[cfe-commits] [PATCH][Review Request] Handle CXXForRangeStmt

Ted Kremenek kremenek at apple.com
Tue Oct 4 22:03:19 PDT 2011


Hi Jim,

I'm looking for a test case that shows that the analyzer clearly understands the semantics of that statement.  A good way to do that is two provide two test cases, one that generates an error and another that doesn't, with the one that doesn't utilizing some bit about the semantics of the statement.

Here would be a good example:

void test1() {
  int array[2] = { 1, 2 };
  int j = 0;
  for (auto i : array) { j += i; }
  
  int *p = 0;
  *p = 0xDEADBEEF;  // expected-warning {{null}}
}

void test2() {
  int array[2] = { 1, 2 };
  int j = 0;
  for (auto i : array) { j += i; }
  
  if (j == 3)
    return;

  int *p = 0;
  *p = 0xDEADBEEF;  // no-warning
}


Notice that the two tests are practically identical.  The two test cases are important because they serve cross-check each other.  The first test shows that the analyzer is basically working, even in the presence of the special for loop, but it doesn't rely on any specific semantics of that statement.

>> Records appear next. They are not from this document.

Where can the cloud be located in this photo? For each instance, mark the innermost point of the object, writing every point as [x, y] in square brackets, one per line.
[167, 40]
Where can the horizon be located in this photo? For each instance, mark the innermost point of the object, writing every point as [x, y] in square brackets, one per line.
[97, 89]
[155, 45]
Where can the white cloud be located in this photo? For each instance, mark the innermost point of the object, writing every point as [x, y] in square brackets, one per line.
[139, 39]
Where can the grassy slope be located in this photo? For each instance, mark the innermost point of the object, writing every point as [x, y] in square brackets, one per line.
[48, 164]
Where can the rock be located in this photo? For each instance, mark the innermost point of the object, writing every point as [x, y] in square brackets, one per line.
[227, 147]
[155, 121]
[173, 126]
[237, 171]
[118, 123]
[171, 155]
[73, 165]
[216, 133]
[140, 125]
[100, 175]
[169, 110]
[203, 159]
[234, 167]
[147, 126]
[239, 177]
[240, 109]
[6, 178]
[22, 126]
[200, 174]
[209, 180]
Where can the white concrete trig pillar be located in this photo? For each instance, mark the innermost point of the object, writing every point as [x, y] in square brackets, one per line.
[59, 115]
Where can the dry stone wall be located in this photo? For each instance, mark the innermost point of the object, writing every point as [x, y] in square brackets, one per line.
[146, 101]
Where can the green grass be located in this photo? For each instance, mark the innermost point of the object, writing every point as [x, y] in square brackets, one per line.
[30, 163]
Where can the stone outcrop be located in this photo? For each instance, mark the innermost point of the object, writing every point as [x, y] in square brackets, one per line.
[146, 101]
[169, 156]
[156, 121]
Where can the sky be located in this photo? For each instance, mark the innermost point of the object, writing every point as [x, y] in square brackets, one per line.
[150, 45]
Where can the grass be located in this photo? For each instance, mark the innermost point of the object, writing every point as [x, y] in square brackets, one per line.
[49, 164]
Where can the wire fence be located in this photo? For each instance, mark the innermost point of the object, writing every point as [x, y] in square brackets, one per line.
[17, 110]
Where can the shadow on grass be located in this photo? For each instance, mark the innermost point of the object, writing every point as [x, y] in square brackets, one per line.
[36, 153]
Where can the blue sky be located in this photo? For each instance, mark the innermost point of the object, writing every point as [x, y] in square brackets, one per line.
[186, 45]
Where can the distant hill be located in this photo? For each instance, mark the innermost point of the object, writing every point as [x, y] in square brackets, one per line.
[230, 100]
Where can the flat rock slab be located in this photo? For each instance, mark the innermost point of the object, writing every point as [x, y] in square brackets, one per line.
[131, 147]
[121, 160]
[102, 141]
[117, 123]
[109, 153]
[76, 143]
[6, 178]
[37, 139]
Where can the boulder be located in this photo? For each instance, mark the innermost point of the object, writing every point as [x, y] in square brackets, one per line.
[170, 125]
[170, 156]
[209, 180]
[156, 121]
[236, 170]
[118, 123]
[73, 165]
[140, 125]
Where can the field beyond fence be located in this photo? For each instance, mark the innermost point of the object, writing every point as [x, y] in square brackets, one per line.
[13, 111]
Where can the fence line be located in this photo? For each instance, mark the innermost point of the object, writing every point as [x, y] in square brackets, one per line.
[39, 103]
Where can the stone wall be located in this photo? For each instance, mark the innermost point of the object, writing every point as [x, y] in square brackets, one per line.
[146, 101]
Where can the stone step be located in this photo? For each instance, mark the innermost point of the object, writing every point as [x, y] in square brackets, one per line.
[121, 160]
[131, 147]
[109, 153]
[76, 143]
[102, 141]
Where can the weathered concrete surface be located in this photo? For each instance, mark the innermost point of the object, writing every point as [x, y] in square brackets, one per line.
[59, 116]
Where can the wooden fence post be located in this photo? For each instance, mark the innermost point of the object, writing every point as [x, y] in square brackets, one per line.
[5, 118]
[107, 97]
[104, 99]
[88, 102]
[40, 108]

Note that I also made the array small, to avoid any issues with exhausting the number of loop traversals.  In this case, we should explore every path.

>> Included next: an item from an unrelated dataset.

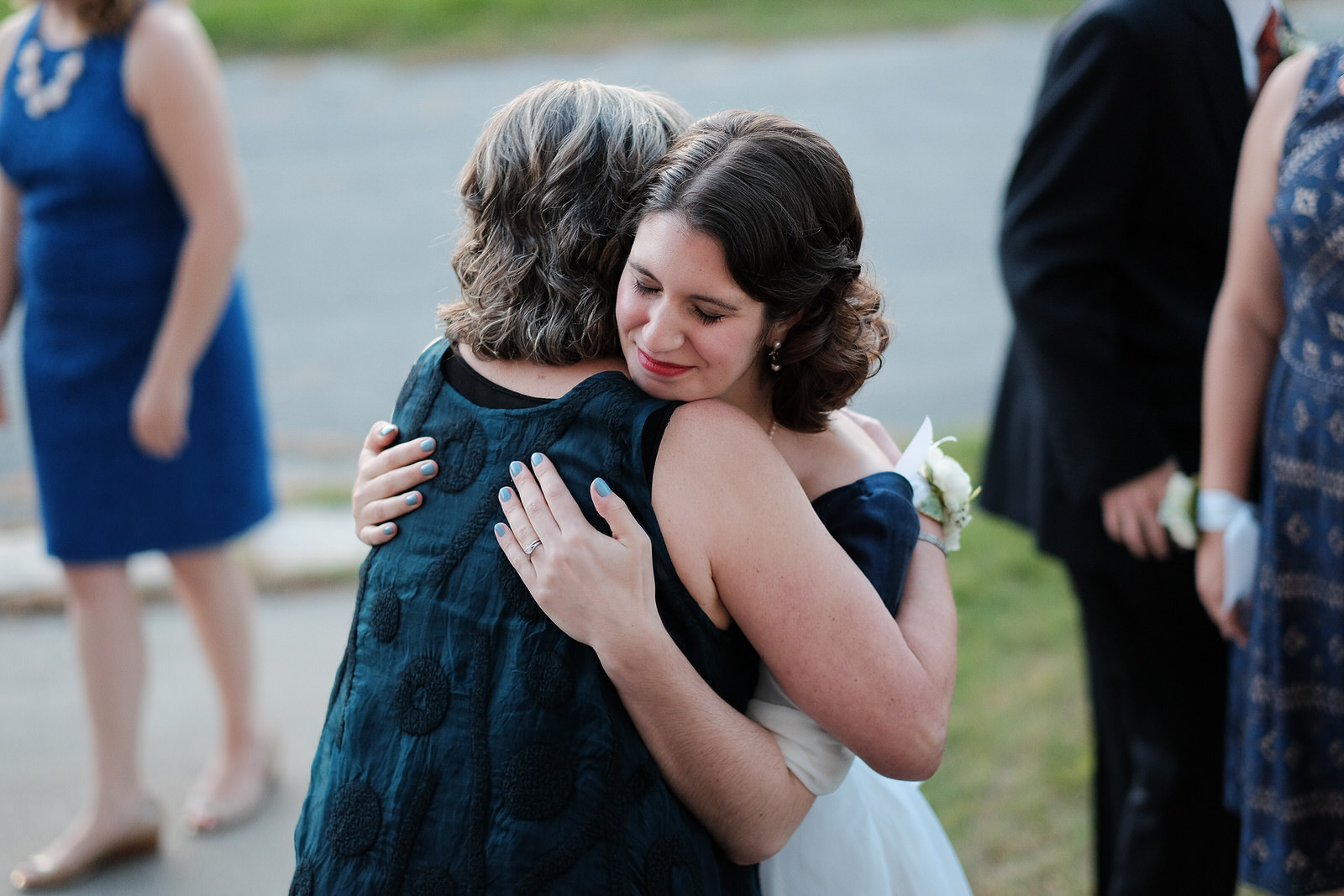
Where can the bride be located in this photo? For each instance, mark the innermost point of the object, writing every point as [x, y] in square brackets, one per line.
[743, 284]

The second test shows that we properly reason about the for loop in path-sensitive manner, which causes the warning to disappear.

If we omitted the first test, the second test would not validate our logic.  We could instead be missing a warning because we silently dropped the analysis of the function on the floor.

The test file to modify would be test/Analysis/misc-ps-cxx0x.cpp.

After applying this patch, I noticed that these tests do not pass, so the next step is to understand why.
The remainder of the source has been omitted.